The Facts do not fix
the Fears
If there is
main point for healthcare providers it is this: facts are not
communication. Too often, doctors sit
with patients and tell them the facts of their illness and how to treat
it. The patient returns 1 month later
having done nothing the doctor suggested and we blame it on
non-compliance. Each fact a patient hears
has to navigate the gauntlet of our cognitive machinery. If we do not communicate with an appreciation
for people’s loss aversion, heuristics and biases, or terribleness with
probabilities, then we are not communicating with a human brain, we are
speaking to ourselves. The only way to do this is both unfortunately
cliché and extremely powerful: listen. By listening, we can identity the patient’s cognitive
process and speak not only to their intellectual gaps, but also to their doubts
and fears.
If there is
a main point for anybody with an opinion about vaccines it is this: we all use
these same cognitive mechanisms, therefore we are all at risk of the same thinking
errors. By extension, we are all wrong
about a lot of things a lot of the time. There are members of our species that came up with scientology, believe that Reptilian overlords run the government, and think the Twilight movies are actual artistic achievements, and now this
species is debating the merits of vaccines.
It should surprise no one that there are people who conclude wrong things, nor should it surprise you when you are one of those people. If we understand this, we can approach
debates with humility, understanding we are not so different than our opponents.
After all, it’s certain that one of your beliefs appears to someone as
anti-vaccination beliefs appear to you.
Now don’t get me wrong, this is a serious issue, and we are ultimately
debating over the health and safety of our kids.
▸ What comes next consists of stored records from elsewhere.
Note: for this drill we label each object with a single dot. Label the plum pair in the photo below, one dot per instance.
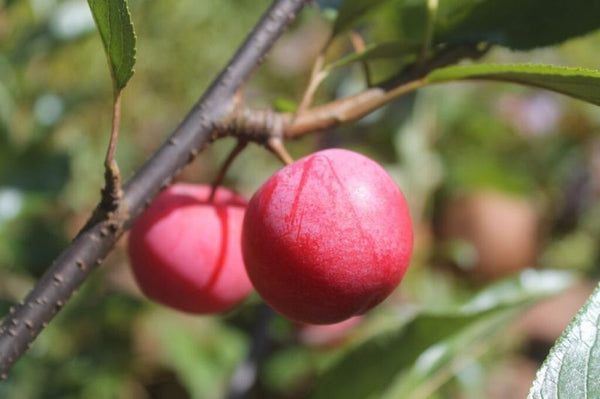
(323, 239)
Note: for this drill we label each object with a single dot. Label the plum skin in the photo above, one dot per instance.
(327, 237)
(185, 251)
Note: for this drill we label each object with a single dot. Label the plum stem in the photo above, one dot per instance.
(239, 147)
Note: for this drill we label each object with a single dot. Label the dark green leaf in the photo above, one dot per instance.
(395, 49)
(572, 369)
(583, 84)
(373, 367)
(518, 24)
(352, 11)
(116, 30)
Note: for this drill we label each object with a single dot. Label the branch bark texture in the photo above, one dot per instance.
(88, 249)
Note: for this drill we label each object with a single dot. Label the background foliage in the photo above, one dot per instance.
(506, 161)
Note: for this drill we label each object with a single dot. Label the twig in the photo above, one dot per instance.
(359, 46)
(276, 146)
(354, 107)
(244, 376)
(239, 147)
(86, 252)
(112, 193)
(317, 75)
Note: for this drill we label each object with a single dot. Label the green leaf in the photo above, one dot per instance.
(352, 11)
(374, 368)
(518, 24)
(583, 84)
(572, 369)
(114, 23)
(406, 52)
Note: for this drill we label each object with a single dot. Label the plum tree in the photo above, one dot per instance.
(327, 237)
(185, 249)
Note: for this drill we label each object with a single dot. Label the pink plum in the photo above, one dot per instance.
(185, 250)
(327, 237)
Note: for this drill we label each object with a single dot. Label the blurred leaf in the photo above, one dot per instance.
(201, 351)
(395, 49)
(37, 170)
(580, 83)
(116, 30)
(370, 369)
(352, 11)
(572, 369)
(517, 24)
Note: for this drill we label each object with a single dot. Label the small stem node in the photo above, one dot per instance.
(241, 144)
(276, 146)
But in order to convince someone why they are wrong we have to first understand why they are wrong. We have to understand the quirky shenanigans
of cognition and humbly acknowledge that no matter which side of the debate, we
all have similar brains that are quite fallible and, therefore, quite
human.
References
1. Smith PJ, Humiston SG, Marcuse EK, et
al. Parental Delay or Refusal of Vaccine Doses, Childhood Vaccination Coverage
at 24 Months of Age, and the Health Belief Model. Public Health Reports. 2011;126(Suppl 2):135-146.
2. Rottenstreich
Y, Hsee CK. Money, kisses, and electric shocks: On the affective psychology of
risk. Psychological Science. 2001;12(3):185-190.
3. Kahneman
D. Thinking, fast and slow.
Macmillan; 2011.
4. Cappelen
A, Mæstad O, Tungodden B. Demand for Childhood Vaccination – Insights from
Behavioral Economics. Forum for
Development Studies. 2010;37(3):349-364.
5. Slovic
P, Finucane ML, Peters E, MacGregor DG. Risk as analysis and risk as feelings:
Some thoughts about affect, reason, risk, and rationality. Risk analysis. 2004;24(2):311-322.
6. Finucane
ML, Alhakami A, Slovic P, Johnson SM. The affect heuristic in judgments of
risks and benefits. Journal of behavioral
decision making. 2000;13(1):1-17.
7. Lichtenstein
S, Slovic P, Fischhoff B, Layman M, Combs B. Judged frequency of lethal events.
Journal of experimental psychology: human
learning and memory. 1978;4(6):551.
8. Medicine
Io. Adverse Effects of Vaccines: Evidence and Causality National Academies Press 2012.